Now, as much as ever, Japan needs help, its northeastern region devastated by the quake and an ensuing tsunami. As of Monday, death toll estimates had reached 10,000, and two nuclear plants north of Tokyo were on the verge of meltdown, prompting Prime Minister Naoto Kan to deem the catastrophe Japan's greatest crisis since World War II. Across the country sporting events have been suspended, a decision affecting Asian Champions League soccer and Nippon Professional Baseball games alike. And in Tokyo, figure skating officials postponed hosting next week's world championships.

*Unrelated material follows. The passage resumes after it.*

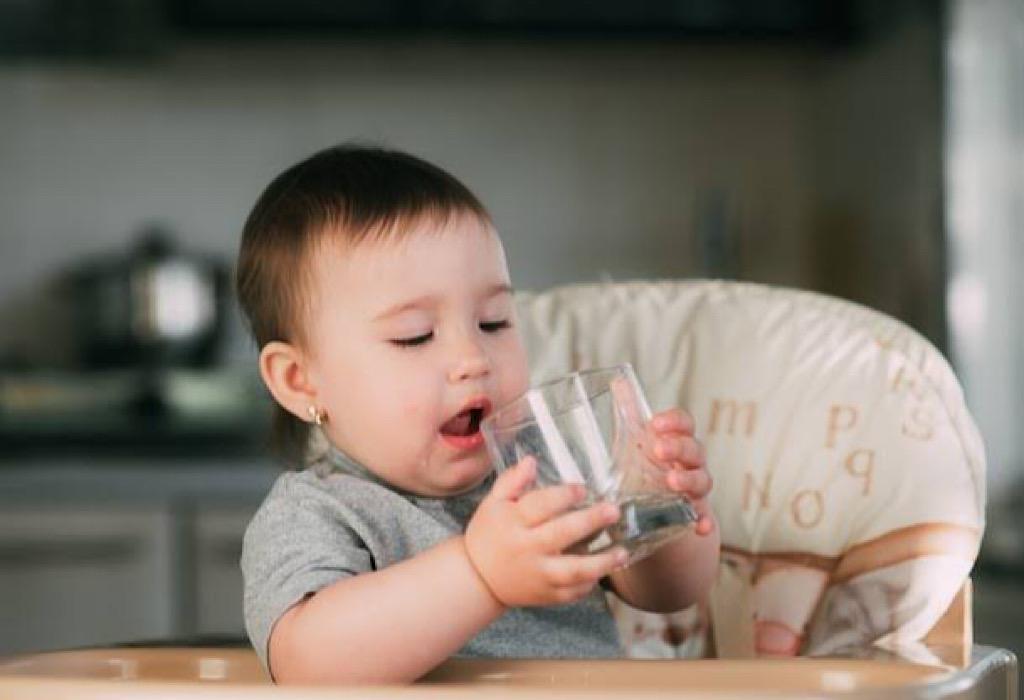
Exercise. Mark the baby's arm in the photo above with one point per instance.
(681, 572)
(395, 624)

Back in the U.S. few of baseball's 15 Japanese players shared Takahashi's immediate peace of mind. The Mariners' Ichiro Suzuki and the Red Sox' Daisuke Matsuzaka initially struggled to contact loved ones across the Pacific, where phone service was overloaded and Internet often down. Brewers reliever Takashi Saito found out that his wife and three daughters were out of harm's way in Yokohama but that his hometown of Sendai, where his parents and brothers live, was hard-hit. "They have a strong will to recover," he said. "They told me not to worry." A few of Saito's relatives and a high school teammate remain missing, prompting the pitcher to ask for a moment of silence before a game last Sunday. Said Saito, "I still haven't given up hope yet." Some 6,000 miles away a broken nation tries to follow suit.